Leveraging Musical Structure
So far, musical features the musical features we’ve discussed are low-level, short-timescale features. Another promising information source is the higher-level, long-timescale structure of the music. For example, different latents that convey different feelings could be used for different sections.
There are a couple ways to distinguish between sections, the most naive being annotating them manually. Here I’ll discuss a few more possibilities that aren’t manual.
Once different sections are recognized, latents, noise, and manipulations can be customized to fit each part and then spliced together.
A decent heuristic for section analysis is the moving average of the Root Mean Squared (RMS) of the audio signal. The chorus or drop section of a song might have more instruments or just be louder in general. This means the RMS will correlate with the energy of the song.
Below, the smoothed RMS of the bass (which is only present in the main section of the song) is used as an envelope that mixes between two sets of chromagram-weighted latents: warm colors for the intro/outro and cool colors for the main section.
N.B. the 1920x1080 resolution is achieved with a little network bending trick. Applying a mirroring transformation on the learned constant layer (lowest layer in the generator) doubles the width. This propagates all the way up through the fully-convolutional network leaving an output with twice the width.
Another option is laplacian segmentation. This algorithm analyzes the repeated hierarchical pattern structure of music to determine different sections.
Below is the spectrogram of the song from the previous video. The overlayed colors represent the different labels that laplacian segmentation has assigned to the sections. Different interpolations can be generated for each label and then spliced together according to each label’s timestamps.

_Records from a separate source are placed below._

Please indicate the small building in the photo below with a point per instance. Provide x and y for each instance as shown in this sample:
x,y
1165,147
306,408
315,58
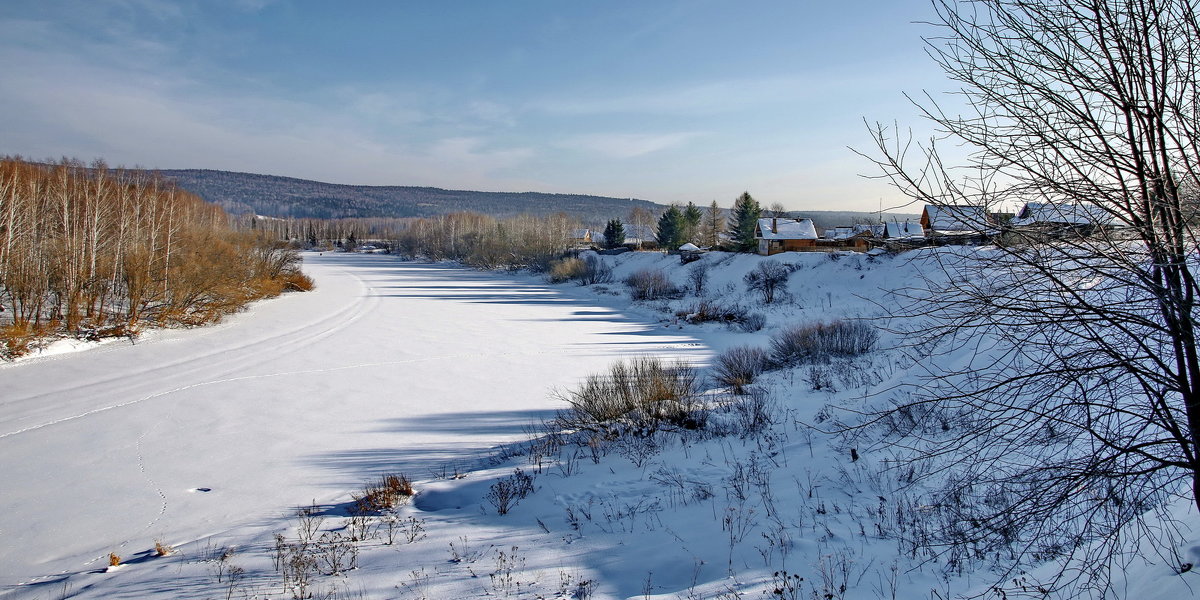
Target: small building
x,y
1059,215
778,235
897,229
586,238
636,237
961,220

The techniques discussed so far require careful fine-tuning of multiple parameters for the best result (e.g. audio filtering cutoffs, modulation strength, weighting of latents, standard deviation of noise, amplitude smoothing, etc.). This provides great creative control, but requires time and effort to perfect. There are also some simpler techniques which provide decent results on a variety of inputs with comparatively less fine-tuning required.

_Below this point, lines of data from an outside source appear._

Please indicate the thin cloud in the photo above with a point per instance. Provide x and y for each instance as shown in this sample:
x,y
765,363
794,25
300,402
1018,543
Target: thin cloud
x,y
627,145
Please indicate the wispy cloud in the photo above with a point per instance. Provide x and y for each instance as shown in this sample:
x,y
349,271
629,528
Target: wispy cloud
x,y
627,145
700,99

One important quality of music (especially dance music) is repetition. Songs are built from patterns that repeat and shift in fixed intervals. This varies from song to song, of course, but a simple way to have the video change in time with the music is to loop latent or noise interpolations in 4, 8, or 16 bar intervals.
Simply adding the onset envelope of the percussive elements of the entire song to modulate noise with alongside these latent loops creates a convincing audiovisual interpolation.

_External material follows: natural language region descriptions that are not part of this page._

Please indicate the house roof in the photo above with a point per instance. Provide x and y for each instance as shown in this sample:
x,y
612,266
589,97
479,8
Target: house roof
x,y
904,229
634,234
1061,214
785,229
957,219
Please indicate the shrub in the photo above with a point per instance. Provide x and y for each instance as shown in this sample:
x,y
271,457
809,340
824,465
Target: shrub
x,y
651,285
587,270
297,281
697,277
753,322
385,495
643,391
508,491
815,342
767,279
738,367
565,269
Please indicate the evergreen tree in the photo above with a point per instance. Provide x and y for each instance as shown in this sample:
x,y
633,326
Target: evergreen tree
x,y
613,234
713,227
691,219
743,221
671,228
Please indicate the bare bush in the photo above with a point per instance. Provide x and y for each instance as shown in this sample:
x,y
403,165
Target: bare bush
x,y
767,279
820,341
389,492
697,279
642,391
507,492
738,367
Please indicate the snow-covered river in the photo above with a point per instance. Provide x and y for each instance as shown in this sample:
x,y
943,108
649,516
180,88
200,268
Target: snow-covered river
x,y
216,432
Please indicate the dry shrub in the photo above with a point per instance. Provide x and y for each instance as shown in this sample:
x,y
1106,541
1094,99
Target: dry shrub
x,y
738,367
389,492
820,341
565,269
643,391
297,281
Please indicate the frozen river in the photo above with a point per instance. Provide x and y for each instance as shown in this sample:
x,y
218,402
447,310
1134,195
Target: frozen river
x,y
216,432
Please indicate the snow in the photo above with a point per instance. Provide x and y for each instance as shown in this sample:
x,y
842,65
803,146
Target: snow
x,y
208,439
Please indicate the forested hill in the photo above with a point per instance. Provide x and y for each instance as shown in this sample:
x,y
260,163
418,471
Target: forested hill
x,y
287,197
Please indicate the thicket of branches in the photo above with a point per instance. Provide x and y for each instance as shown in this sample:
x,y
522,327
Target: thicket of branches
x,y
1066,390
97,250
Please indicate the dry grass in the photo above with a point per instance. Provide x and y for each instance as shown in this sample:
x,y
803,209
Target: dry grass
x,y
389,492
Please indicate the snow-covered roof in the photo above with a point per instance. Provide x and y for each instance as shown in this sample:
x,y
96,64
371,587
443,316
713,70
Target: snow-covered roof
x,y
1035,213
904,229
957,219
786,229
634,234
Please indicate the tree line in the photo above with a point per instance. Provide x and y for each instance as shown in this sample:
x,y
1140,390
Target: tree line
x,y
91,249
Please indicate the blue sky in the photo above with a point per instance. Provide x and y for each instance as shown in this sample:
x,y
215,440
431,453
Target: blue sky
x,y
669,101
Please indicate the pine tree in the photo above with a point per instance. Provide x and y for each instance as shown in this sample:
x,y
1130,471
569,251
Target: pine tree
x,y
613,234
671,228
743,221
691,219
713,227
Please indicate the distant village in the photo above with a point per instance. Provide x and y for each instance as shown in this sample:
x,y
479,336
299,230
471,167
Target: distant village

The following video for a 30 minute DJ mix was generated using this approach. Rather than using automatic section analysis, timestamps of transitions were entered manually to switch between latent vectors which were selected for each song. A moving average of the RMS was used to mix between faster latent loops and higher standard deviation noise during the high energy sections and less intense latents/noise in the softer sections.
StyleGAN’s hierarchical, learned representation provides rich control of the generation of images. Using basic signal processing and music information retrieval techniques, this control can be leveraged to generate latent interpolations that react to the music.
As more techniques like network bending and GAN rewriting are developed, the possibilities for creative expression using generative models will continue to grow.
In the future better heuristics and techniques to extract information from the music will help reduce the fine-tuning required and improve responsiveness even more.
Where previously artists would have to program a rich generative/procedural system manually, now GANs can be trained to learn semantic representations of arbitrary image data. This will allow people without extensive knowledge of visual design programs or music information retrieval to create audio-reactive videos more easily.